Rien d’étonnant à ce que, selon Estimations de l’ONUdans son ensemble, le secteur a déjà subi des dommages et des pertes de 30,5 milliards de dollars.
Pour sa part, Nibulon fait ce qu’il peut pour maintenir le fonctionnement du secteur agricole ukrainien. Nous avons réacheminé certaines exportations par rail et par route; nous avons également utilisé le transport fluvial et construisons actuellement un nouveau terminal fluvial sur le Danube comme assurance contre de futures perturbations.
Cependant, les itinéraires terrestres sont nettement plus chers et, en moyenne, les coûts logistiques ont déjà été multipliés par 10 à 40, selon l’itinéraire. Les exportations via la Pologne et la Roumanie ont également été particulièrement lentes en raison de retards bureaucratiques à la frontière.
Pendant ce temps, en raison des perturbations de la guerre – y compris des pénuries d’engrais – la quantité de blé semée cette année est déjà inférieure de 40 % à celle de l’année dernière, et le déminage des terres agricoles ukrainiennes pourrait prendre des décennies, voire plus.
Pour contrer la stratégie de la Russie, les pays occidentaux doivent reconnaître qu’ils ont un intérêt direct à soutenir le secteur agricole ukrainien dès que possible. Maintenir l’emploi des agriculteurs ukrainiens contribuera non seulement à soutenir l’économie du pays, mais contribuera également à faire baisser les prix alimentaires mondiaux et à empêcher la migration des pays les plus pauvres du monde.
Les gouvernements et les prêteurs occidentaux devraient augmenter les options de financement et offrir de toute urgence une flexibilité sur le remboursement de la dette, afin que les agriculteurs, les commerçants et les fournisseurs de logistique puissent continuer à faire fonctionner cette industrie d’une importance vitale.
Le remplacement des installations et des équipements endommagés par la guerre est également essentiel. Avec plus de la moitié de la capacité de stockage de céréales de l’Ukraine qui n’est plus disponible, les agriculteurs ont désespérément besoin de silos temporaires pour stocker les céréales, ainsi que de machines pour charger et décharger.

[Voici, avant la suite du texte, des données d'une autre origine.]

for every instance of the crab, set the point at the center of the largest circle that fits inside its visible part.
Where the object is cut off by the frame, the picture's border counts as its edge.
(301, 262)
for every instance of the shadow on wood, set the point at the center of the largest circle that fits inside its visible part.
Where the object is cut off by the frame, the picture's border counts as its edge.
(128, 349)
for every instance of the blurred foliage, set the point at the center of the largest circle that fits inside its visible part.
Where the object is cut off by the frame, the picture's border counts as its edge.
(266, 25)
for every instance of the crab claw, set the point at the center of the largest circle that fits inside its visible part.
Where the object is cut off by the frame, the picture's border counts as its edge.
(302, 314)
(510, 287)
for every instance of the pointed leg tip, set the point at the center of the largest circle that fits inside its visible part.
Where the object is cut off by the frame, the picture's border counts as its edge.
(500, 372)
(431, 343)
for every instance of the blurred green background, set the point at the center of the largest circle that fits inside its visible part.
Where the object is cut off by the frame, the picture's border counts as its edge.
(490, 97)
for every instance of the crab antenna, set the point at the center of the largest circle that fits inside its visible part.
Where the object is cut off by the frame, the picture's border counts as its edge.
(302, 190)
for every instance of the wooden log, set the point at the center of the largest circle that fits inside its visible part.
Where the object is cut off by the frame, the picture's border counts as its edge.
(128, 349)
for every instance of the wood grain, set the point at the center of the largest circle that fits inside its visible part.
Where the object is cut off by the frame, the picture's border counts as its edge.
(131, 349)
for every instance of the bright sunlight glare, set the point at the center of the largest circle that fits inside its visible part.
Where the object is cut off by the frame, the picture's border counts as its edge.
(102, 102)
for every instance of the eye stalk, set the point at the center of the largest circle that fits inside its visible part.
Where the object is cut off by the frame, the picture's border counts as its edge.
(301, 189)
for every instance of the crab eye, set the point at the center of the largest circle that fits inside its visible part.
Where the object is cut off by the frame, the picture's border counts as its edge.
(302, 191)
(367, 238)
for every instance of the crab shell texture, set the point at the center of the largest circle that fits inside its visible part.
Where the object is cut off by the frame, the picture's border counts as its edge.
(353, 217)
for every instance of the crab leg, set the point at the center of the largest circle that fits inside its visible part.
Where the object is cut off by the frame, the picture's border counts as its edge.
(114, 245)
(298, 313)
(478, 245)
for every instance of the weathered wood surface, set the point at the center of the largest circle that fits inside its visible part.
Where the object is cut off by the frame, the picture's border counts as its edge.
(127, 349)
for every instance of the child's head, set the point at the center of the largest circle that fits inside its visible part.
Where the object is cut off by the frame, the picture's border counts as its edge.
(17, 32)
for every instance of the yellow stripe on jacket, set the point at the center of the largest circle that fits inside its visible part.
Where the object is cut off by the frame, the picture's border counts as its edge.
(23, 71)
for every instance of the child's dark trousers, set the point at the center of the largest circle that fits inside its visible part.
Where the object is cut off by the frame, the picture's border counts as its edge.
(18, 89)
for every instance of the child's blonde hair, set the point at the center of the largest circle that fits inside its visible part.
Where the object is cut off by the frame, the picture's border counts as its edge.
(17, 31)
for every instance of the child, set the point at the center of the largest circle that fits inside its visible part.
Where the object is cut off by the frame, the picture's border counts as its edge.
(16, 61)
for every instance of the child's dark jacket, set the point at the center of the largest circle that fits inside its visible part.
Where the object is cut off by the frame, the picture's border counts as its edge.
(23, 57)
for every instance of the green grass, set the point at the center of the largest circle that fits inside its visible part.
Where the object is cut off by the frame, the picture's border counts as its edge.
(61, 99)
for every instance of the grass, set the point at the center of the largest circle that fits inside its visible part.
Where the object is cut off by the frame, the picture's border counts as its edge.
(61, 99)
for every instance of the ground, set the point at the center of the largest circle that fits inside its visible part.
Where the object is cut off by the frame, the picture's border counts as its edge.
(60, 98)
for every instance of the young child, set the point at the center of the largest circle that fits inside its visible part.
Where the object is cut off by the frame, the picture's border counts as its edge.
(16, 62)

En plus d’Odessa, le corridor céréalier devrait être élargi pour inclure également le port de Mykolaïv, qui représentait 30 % des exportations ukrainiennes avant la guerre.
Il ne fait aucun doute que les agriculteurs ukrainiens joueront un rôle clé pour remettre le pays sur pied. Avant l’invasion, l’Ukraine était le deuxième exportateur mondial de céréales après les États-Unis, représentant environ 14 % des importations totales de céréales de l’Union européenne, tout en étant un fournisseur important de blé pour des pays comme le Bangladesh, l’Égypte, la Libye et le Yémen.
Avec l’augmentation de la demande alimentaire à mesure que la population mondiale continue de croître, l’Ukraine devrait avoir un brillant avenir en tant que puissance agricole. Et bien que la restauration de la production du pays soit sans aucun doute une tâche de longue haleine, nous avons également besoin d’une aide immédiate.
La conférence sur la relance de l’Ukraine organisée par le gouvernement allemand début novembre s’est concentrée sur l’énorme défi de la préparation de la reconstruction d’après-guerre de l’Ukraine et sur la nécessité d’une initiative à l’échelle du plan Marshall.
Et s’il est important de planifier pour demain, les alliés de l’Ukraine doivent se rappeler que le défi d’aujourd’hui est la survie.